When he finally stilled, Kurt found himself in Blaine's lap, twisted around his boyfriend in the most ungraceful of manners but Blaine was holding him too tight to care, one hand trailing soft fingers through his hair repetitively. They were leaning against the wall next to the closet where Kurt had fallen and he was dimly aware that the bedroom door was right next to them, open, his father had probably heard everything. But it didn't matter. Nothing else did.
"Are you alright?" Blaine's voice, low and soft and laden with empathy came to him, followed by a laugh. "Of course you're not," Blaine explained. "Stupid question, and I don't expect you to be either -"

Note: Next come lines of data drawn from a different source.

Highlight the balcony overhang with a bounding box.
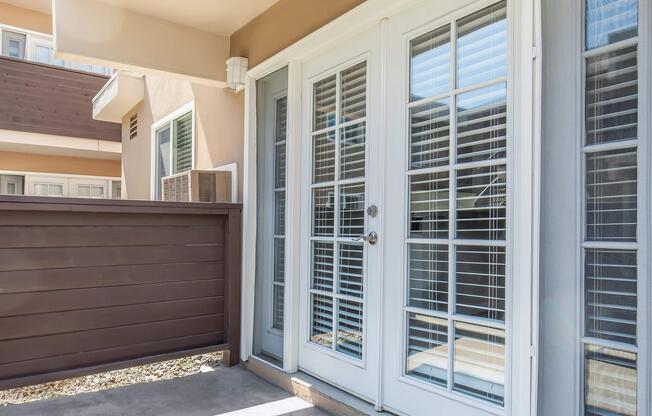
[52,0,277,86]
[93,71,145,123]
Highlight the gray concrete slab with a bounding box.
[0,367,327,416]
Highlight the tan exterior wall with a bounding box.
[231,0,365,68]
[122,76,244,200]
[0,2,52,34]
[0,151,120,177]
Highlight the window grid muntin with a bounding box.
[270,96,287,332]
[308,59,369,362]
[402,1,511,408]
[578,0,648,415]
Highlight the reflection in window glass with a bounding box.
[457,1,507,88]
[586,0,638,49]
[410,25,451,101]
[584,345,636,416]
[453,322,505,406]
[406,313,448,387]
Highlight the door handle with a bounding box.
[354,231,378,246]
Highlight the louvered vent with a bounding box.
[129,113,138,140]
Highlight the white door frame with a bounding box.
[241,0,541,415]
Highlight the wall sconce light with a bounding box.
[226,56,249,92]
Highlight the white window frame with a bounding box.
[241,0,541,416]
[0,170,121,199]
[149,100,197,201]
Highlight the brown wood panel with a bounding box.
[0,262,224,295]
[0,315,224,364]
[0,244,224,271]
[0,196,241,388]
[0,225,224,248]
[0,57,122,142]
[0,279,224,317]
[0,331,224,384]
[0,297,224,342]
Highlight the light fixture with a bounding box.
[226,56,249,92]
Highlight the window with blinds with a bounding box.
[272,97,287,331]
[581,0,640,416]
[153,111,194,199]
[405,1,508,406]
[172,112,192,174]
[309,62,367,359]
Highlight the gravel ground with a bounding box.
[0,352,222,406]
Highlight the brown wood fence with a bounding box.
[0,196,241,389]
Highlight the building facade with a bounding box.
[47,0,652,416]
[0,2,122,198]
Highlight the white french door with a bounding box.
[299,27,382,401]
[280,0,538,416]
[383,1,516,416]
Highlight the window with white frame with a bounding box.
[154,110,193,199]
[404,1,509,406]
[582,0,642,416]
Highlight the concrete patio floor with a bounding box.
[0,367,327,416]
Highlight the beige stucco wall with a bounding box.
[122,75,244,200]
[0,151,120,177]
[231,0,365,68]
[0,2,52,34]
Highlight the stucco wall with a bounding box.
[0,151,120,177]
[231,0,365,68]
[0,2,52,34]
[122,76,244,200]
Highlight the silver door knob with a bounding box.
[355,231,378,246]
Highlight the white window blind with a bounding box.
[405,1,508,406]
[582,0,642,416]
[309,61,367,359]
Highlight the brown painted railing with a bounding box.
[0,196,242,389]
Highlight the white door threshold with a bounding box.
[244,357,398,416]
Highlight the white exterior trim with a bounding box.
[0,130,122,160]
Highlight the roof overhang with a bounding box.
[52,0,277,86]
[93,71,145,123]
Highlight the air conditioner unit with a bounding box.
[161,170,234,202]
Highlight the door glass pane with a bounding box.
[457,84,507,163]
[455,246,505,321]
[409,172,449,238]
[457,1,507,88]
[340,123,367,179]
[586,46,638,144]
[584,249,638,345]
[456,165,507,240]
[586,0,638,49]
[586,149,638,241]
[410,25,451,101]
[410,99,450,169]
[310,62,367,359]
[584,345,637,416]
[408,244,448,312]
[340,62,367,123]
[406,313,448,387]
[453,322,505,406]
[336,299,363,359]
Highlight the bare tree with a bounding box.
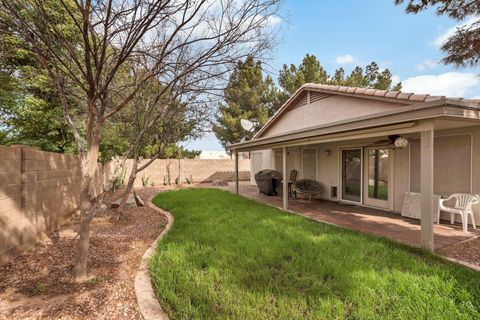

"I'm -" Kurt started before pausing, thinking. "Better," he finally said. "Not okay yet but I know I will be now."
Blaine's arm tightened and his lips pressed into Kurt's hair for a moment before pulling away. "Can I do anything?"
Kurt was thinking.
He had sat on her knee so many years ago, sat there while she read him stories or sang softly to him or talked about what they would do the next day. When he had needed to cry, she would hold him just like this and remind him that the pain would be over, that whatever was hurting him would come to an end.
She was gone.
The funeral had reminded him and nobody else had realized. Nobody had thought for a second that one of the two Glee club members who had lost a parent - and the only one old enough to remember losing the parent, remember having the parent - would be upset by it, that it would be too much for them to try and organize this, to watch someone else grieve and feel the wounds open afresh, relive it like it had happened yesterday instead of nine years ago. It was so logical and nobody -
Blaine had. Blaine had shown up at Kurt's house and waited, knowing it was coming, knowing there was a breakdown that nobody else had predicted. And Kurt knew and there was no need to ask or verify or figure out how or why. Blaine knew.
Blaine would never take her place but nobody would. And for now, hopefully forever, it was enough.
"No," Kurt said softly, kissing Blaine's shoulder, the only part of him he could reach. Strange, maybe, but Kurt needed to give him something. "You're enough."